I got my camera out on Saturday, the first time in months. I’d made a necklace as a present for somebody, and wanted to take a picture for my portfolio. With the necklace suspended from the window catch, the idea was that the green and pink of the trees outside would blur into a pleasing background for the green and pink beads of the necklace.

It took me several tries to achieve that. The first few, of course, had beautiful sharp leaves and blossoms, with a vague green and pink blur in front.

Yesterday I was pleased that I had my camera to hand. The heavy rain brought a toad out onto the path in the back garden, and I wanted a photo of him. I had to shoot through the french window, and so I have several photos of a toad, overlaid with milky white raindrops.

Focus is a choice. I will concentrate on this thing, and not that. Last week, unexpectedly, I ended up at the pub with some colleagues. One of them said something about multi-tasking. ‘Oh,’ I said, ‘I can’t multi-task. I think it’s a myth.’

She smiled and admitted that she can’t, either, and proved the point a few minutes later: she was looking at something on her phone when somebody spoke to her. She only heard the third time.

When I talked about that necklace I made, I didn’t say that I was trying to do it in front of the telly, watching the qualifying for the Chinese grand prix.
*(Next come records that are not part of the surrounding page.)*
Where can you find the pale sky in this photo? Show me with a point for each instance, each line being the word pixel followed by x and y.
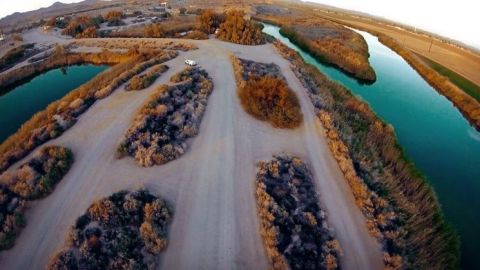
pixel 459 19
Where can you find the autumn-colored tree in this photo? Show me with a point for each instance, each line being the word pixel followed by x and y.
pixel 209 21
pixel 114 18
pixel 154 31
pixel 237 29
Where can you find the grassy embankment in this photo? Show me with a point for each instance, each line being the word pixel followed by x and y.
pixel 463 83
pixel 400 206
pixel 467 104
pixel 62 114
pixel 329 43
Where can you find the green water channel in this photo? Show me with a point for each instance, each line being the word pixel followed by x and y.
pixel 19 104
pixel 433 132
Hopeless. I made a fantastic necklace, but the finer points of the F1 passed me by completely. I should have known.

One thing at a time. And yet. It is rare for me to do one thing at a time, at least for long. I can focus, but my focus gets tired. However, I can do a succession of things, flitting from one to another, and find after about three hours that I have made significant progress on a lot of them. A kind of roving focus, I suppose. After all, I’m not a camera. It’s a lot easier for me to choose. A, and not B. Or, A and then B, and then C, and then D, until they’re all done.